Women's Activism NYC

Margaret Bonds

1913 - 1972

By: Teri Graham | Date Added:

Born in Chicago in 1913 to an activist family, Margaret Bonds began her studies with the best of Bronzeville… composers Florence Beatrice Price and William Levi Dawson. She completed bachelor’s and master’s degrees at Northwestern University in piano and composition but didn’t wait until she was finished to start making a splash… winning the national Wanamaker Foundation Prize in composition and becoming the first black to solo with the Chicago Symphony… on one of those occasions premiering her teacher Florence Price’s Piano Concerto. In Chicago she performed and taught, opening the Allied Arts Academy, and composed songs, one of which ("Peach Tree Street") was used in the film Gone with the Wind. In 1939 she became part of New York City’s Harlem Renaissance, where she edited, wrote tunes for popular songs, debuted on piano at Town Hall, began the Margaret Bonds Chamber Society (which performed works by Black classical composers), and studied at Juilliard with Roy Harris. Bonds had an especial affinity for poet Langston Hughes. She had first found his poems in the basement of the Evanston, Illinois Library, and in Harlem they became frequent collaborators: on many song settings, theater pieces such as Shakespeare in Harlem, and her most famous work, the Christmas cantata The Ballad of the Black King… a telling of the story of the wise man Balthazar at the Nativity.
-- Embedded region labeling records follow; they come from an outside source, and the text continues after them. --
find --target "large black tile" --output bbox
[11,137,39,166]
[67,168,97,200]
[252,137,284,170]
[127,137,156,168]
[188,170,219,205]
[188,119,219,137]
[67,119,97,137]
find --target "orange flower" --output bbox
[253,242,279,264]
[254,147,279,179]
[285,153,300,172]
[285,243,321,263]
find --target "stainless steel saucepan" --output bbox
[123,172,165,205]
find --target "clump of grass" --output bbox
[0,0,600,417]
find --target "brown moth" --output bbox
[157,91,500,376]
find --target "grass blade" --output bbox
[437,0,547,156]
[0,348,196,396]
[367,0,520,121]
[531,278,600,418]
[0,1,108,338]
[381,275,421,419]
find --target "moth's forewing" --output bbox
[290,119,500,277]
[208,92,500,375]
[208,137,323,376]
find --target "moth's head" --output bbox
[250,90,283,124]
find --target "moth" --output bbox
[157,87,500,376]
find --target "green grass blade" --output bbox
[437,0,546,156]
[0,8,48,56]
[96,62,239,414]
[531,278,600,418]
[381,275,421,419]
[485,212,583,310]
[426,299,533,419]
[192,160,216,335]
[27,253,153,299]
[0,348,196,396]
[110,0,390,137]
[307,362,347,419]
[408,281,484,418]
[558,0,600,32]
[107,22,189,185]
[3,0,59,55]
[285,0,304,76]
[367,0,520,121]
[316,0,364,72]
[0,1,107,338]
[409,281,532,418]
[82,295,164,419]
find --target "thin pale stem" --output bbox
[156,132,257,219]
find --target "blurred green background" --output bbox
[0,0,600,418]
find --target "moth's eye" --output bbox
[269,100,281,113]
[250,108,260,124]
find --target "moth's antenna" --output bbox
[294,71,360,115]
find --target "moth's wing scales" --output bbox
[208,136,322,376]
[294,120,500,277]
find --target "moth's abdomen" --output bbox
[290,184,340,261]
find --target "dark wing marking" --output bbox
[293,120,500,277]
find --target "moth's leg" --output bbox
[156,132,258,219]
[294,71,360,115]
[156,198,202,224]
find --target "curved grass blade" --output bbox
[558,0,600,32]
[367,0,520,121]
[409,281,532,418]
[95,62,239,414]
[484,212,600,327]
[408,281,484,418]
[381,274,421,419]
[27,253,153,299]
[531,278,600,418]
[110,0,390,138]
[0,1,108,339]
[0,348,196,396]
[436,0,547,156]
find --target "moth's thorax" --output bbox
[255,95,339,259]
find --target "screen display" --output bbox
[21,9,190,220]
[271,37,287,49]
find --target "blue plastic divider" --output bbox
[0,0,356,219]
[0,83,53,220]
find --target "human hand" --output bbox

She would also write song cycles, ballets, a mass, and the Montgomery Variations for orchestra: variations on a spiritual in memory of the Bus Boycotts and of the bombing of the 16th Street Baptist Church in Montgomery, Alabama. Bonds then moved to the west coast, teaching music at the Los Angeles Inner City Institute and Cultural Center, passing unexpectedly in 1972 just after her 59th birthday.